Kensall Wise envisions a day when people will wear wrist watch-sized devices with U-M-developed micro sensors to measure the air quality around them. The sensors could feed into networks measuring the entire globe, detecting threats as soon as they appear.
(File Photo/Paul Jaronski, U-M Photo Services)

"We are getting to the point where we will be able to measure almost anything, anyplace, anytime,'' says Wise, the William Gould Dow Distinguished University Professor of Electrical Engineering and Computer Science and the Reid and Polly Anderson Professor of Manufacturing Technology.

Wise, also director of the Center for Wireless Integrated MicroSystems, is the 2007 Henry Russel Lecturer. He will speak at 4 p.m. March 13 at Rackham Amphitheatre on "WIMS: Sparking Breakthroughs in Health Care and the Global Environment."

Wise and his colleagues are working on numerous Wireless Integrated Microsystems (WIMS) projects that combine sensors, simple electronics and wireless technology. There are multiple ways to use the technology to improve healthcare, the environment, as well as homeland security, he says.

The device to monitor air quality would have multiple uses, including the ability to detect chemical attacks or pollutants. Similar technology is being used to help improve cochlear (ear) implant technology with high-density microsystems that are used to restore hearing to the profoundly deaf.

The researchers also are working on cortical microsystems; electronic interfaces to the nervous system that can help address deafness, blindness, epilepsy, paralysis and Parkinson's disease.

"My whole career has been a series of, `Wow, can you do that?' moments," Wise says, marveling over the many technological leaps he's seen since earning his bachelor's degree in 1963, just four years after patents were issued for the first integrated circuits.

With the possible exception of the printing press, he's hard pressed to think of anything that has had a bigger impact "on the way we live.''

While industry has incredible researchers developing new technologies, an advantage of working at a research university is the ability to team up with experts from a host of different disciplines, each bringing their own unique perspectives, expertise and approaches to the table, he says.

"Industry is less interdisciplinary,'' Wise says. "With so many people in different colleges, you can look over a colleague's shoulder without needing to be an expert in their field, as long as you can hold up your end.''

Wise began his career at the University as assistant professor of electrical and computer engineering in 1974, and was promoted to associate professor in 1978 and then to professor in 1982. In 1993, he was appointed the J. Reid and Polly Anderson Professor of Manufacturing Technology.

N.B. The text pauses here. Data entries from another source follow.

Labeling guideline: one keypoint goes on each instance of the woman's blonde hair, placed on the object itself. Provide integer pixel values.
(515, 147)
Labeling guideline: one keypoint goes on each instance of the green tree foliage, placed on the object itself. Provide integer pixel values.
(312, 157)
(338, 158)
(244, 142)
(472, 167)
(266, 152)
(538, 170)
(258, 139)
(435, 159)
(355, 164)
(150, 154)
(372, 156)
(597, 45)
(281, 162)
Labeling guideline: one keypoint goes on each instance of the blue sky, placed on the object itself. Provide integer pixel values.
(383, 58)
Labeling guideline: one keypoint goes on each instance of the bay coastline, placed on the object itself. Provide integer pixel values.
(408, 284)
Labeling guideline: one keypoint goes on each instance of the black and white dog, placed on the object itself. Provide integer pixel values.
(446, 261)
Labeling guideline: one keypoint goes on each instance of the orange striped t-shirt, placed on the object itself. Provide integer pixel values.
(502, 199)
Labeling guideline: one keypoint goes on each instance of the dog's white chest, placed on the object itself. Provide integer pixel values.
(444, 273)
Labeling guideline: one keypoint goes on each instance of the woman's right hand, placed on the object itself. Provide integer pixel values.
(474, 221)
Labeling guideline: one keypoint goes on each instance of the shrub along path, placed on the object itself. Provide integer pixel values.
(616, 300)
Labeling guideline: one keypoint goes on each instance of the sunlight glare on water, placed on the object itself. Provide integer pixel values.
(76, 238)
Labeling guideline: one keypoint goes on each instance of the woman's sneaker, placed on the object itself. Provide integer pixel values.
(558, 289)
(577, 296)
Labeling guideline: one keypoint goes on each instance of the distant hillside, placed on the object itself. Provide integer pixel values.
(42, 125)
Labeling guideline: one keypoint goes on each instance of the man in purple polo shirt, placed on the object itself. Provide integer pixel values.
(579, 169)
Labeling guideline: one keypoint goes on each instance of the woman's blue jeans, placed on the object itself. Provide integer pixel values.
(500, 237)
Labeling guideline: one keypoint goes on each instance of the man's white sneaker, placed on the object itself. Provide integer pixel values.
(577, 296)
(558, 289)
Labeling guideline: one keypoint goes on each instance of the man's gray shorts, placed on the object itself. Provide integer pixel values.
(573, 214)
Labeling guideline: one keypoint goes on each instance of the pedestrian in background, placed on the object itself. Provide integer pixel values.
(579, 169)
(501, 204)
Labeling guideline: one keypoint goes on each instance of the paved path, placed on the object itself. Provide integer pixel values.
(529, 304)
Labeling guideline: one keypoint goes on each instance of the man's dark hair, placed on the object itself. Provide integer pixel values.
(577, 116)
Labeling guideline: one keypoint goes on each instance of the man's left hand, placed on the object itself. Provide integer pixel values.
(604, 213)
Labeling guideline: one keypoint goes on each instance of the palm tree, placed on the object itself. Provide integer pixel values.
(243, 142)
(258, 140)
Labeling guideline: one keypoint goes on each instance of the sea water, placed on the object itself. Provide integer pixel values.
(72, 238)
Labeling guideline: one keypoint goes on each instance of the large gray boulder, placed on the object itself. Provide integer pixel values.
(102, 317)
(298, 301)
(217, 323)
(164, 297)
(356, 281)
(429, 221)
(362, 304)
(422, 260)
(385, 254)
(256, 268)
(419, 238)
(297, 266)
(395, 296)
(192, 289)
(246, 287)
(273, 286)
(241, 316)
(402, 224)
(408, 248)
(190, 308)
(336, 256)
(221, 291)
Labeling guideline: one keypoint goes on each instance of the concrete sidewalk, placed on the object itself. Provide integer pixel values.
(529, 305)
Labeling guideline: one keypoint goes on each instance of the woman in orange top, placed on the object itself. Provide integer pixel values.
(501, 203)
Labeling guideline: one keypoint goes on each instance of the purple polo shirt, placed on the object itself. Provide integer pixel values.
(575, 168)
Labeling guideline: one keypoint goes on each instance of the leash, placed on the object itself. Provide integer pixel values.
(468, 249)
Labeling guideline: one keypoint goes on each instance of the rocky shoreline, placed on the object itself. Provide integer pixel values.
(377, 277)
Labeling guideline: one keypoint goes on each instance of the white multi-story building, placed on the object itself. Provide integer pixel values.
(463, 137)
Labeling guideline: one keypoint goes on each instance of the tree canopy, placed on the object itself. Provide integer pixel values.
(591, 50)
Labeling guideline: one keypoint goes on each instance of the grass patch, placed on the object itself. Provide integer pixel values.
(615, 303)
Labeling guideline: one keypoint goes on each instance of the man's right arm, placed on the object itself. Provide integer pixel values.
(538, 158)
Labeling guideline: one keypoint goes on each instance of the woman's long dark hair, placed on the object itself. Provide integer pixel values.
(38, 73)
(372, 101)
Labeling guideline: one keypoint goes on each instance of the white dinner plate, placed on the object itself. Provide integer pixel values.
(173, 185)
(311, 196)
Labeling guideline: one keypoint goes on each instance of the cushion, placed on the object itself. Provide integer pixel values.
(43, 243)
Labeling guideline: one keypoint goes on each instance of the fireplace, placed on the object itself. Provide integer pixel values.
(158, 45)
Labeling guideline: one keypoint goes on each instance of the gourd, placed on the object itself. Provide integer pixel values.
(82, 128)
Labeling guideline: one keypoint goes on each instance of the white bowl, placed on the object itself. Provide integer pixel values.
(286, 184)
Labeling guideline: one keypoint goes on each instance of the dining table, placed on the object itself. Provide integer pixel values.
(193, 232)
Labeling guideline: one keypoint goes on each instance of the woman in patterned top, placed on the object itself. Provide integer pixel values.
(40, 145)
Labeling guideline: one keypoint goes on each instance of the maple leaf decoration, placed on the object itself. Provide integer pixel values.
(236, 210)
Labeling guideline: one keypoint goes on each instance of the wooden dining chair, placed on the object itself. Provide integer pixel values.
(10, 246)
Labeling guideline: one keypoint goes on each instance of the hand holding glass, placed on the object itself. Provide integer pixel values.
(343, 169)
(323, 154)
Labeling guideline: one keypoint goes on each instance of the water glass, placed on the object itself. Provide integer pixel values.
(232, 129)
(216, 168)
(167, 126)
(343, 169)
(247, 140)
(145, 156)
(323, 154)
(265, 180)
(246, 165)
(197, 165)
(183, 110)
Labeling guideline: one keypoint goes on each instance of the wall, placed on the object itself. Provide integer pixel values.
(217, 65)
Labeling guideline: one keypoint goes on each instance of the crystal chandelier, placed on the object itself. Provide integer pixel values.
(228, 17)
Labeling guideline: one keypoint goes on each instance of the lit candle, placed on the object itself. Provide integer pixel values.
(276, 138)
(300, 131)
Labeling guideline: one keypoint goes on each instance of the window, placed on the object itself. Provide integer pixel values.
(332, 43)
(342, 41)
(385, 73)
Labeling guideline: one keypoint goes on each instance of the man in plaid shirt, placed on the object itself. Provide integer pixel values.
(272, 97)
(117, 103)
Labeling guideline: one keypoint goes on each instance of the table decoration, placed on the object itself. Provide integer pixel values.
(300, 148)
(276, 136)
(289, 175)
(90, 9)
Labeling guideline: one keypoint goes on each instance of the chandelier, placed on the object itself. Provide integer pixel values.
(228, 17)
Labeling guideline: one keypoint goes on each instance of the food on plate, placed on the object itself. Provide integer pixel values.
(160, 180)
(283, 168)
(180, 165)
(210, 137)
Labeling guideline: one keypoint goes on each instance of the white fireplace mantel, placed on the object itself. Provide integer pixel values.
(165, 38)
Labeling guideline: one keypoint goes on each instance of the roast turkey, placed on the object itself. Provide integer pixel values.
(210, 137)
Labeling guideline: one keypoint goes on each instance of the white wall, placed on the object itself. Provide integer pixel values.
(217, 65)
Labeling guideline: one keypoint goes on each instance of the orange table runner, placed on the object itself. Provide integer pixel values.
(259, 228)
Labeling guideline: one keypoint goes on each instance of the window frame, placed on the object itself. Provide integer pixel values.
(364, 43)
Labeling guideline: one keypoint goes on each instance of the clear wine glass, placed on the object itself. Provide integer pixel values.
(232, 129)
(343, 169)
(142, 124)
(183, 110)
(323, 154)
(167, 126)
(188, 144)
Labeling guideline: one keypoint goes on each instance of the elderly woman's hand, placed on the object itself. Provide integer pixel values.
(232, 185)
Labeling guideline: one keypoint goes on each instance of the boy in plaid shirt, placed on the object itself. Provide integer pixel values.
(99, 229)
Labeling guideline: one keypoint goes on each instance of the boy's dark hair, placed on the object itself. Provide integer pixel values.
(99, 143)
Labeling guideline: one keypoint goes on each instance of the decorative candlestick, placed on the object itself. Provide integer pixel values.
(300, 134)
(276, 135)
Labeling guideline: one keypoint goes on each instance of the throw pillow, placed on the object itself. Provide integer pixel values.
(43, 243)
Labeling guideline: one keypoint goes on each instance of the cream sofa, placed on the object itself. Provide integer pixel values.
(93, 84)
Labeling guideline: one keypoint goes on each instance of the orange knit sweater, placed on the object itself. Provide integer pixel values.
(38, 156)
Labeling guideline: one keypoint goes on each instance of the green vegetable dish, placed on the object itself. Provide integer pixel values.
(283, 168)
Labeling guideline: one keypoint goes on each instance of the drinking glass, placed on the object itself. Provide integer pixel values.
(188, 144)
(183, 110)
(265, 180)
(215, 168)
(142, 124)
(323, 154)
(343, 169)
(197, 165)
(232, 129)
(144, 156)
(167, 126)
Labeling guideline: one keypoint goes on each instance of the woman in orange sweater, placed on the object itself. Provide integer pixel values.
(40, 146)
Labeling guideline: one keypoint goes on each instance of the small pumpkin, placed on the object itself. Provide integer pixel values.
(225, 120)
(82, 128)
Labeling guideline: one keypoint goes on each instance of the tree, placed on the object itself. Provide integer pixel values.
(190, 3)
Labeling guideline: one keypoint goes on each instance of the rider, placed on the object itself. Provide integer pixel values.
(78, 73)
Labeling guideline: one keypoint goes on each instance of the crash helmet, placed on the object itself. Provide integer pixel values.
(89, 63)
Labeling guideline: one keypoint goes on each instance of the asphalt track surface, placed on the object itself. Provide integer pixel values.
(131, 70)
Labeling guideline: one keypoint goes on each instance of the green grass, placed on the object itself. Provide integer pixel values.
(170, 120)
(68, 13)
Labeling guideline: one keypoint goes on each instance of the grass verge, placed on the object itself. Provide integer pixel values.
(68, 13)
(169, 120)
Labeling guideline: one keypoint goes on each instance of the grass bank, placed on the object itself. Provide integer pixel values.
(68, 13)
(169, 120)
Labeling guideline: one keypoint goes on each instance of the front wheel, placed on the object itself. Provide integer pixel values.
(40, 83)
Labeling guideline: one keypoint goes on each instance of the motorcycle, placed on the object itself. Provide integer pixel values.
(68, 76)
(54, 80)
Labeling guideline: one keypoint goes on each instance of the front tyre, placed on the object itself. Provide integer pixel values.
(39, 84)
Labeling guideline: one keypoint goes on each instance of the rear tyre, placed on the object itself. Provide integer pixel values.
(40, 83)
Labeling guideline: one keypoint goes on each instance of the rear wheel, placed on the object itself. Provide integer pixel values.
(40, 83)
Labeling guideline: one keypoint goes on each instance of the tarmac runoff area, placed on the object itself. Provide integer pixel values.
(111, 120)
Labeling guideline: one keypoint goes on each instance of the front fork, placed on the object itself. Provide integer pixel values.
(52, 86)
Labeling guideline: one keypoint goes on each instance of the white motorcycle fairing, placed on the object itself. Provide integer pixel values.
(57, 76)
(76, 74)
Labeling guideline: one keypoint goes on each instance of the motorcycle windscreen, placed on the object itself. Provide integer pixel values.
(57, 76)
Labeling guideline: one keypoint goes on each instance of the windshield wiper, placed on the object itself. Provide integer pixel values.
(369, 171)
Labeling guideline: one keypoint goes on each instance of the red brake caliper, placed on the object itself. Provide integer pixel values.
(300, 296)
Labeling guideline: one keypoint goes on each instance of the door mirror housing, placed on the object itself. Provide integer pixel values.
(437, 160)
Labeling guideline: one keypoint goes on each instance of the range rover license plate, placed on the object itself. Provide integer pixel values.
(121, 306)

The Russel Lectureship and Russel Awards were established in 1925 with a bequest from Henry Russel of Detroit, who received three degrees from the University. A senior faculty member is chosen to give the lecture each year, and the awards go to junior faculty with less than six years of tenure for scholarly achievement and promise. Anne Curzan and Jerome Lynch will receive Russel awards at a ceremony following the lecture.

Curzan, recently named an Arthur F. Thurnau associate professor of English Language and Literature, LSA, and associate professor, School of Education, is known nationally for her ability to prepare graduate students for teaching. Lynch, an assistant professor with appointments in civil and environmental engineering, and electrical engineering and computer science, works with wireless technology. He recently worked with networks of wireless sensors that, when embedded in buildings, roads, bridges and other infrastructure, can self-diagnose cracks or damage without help from humans.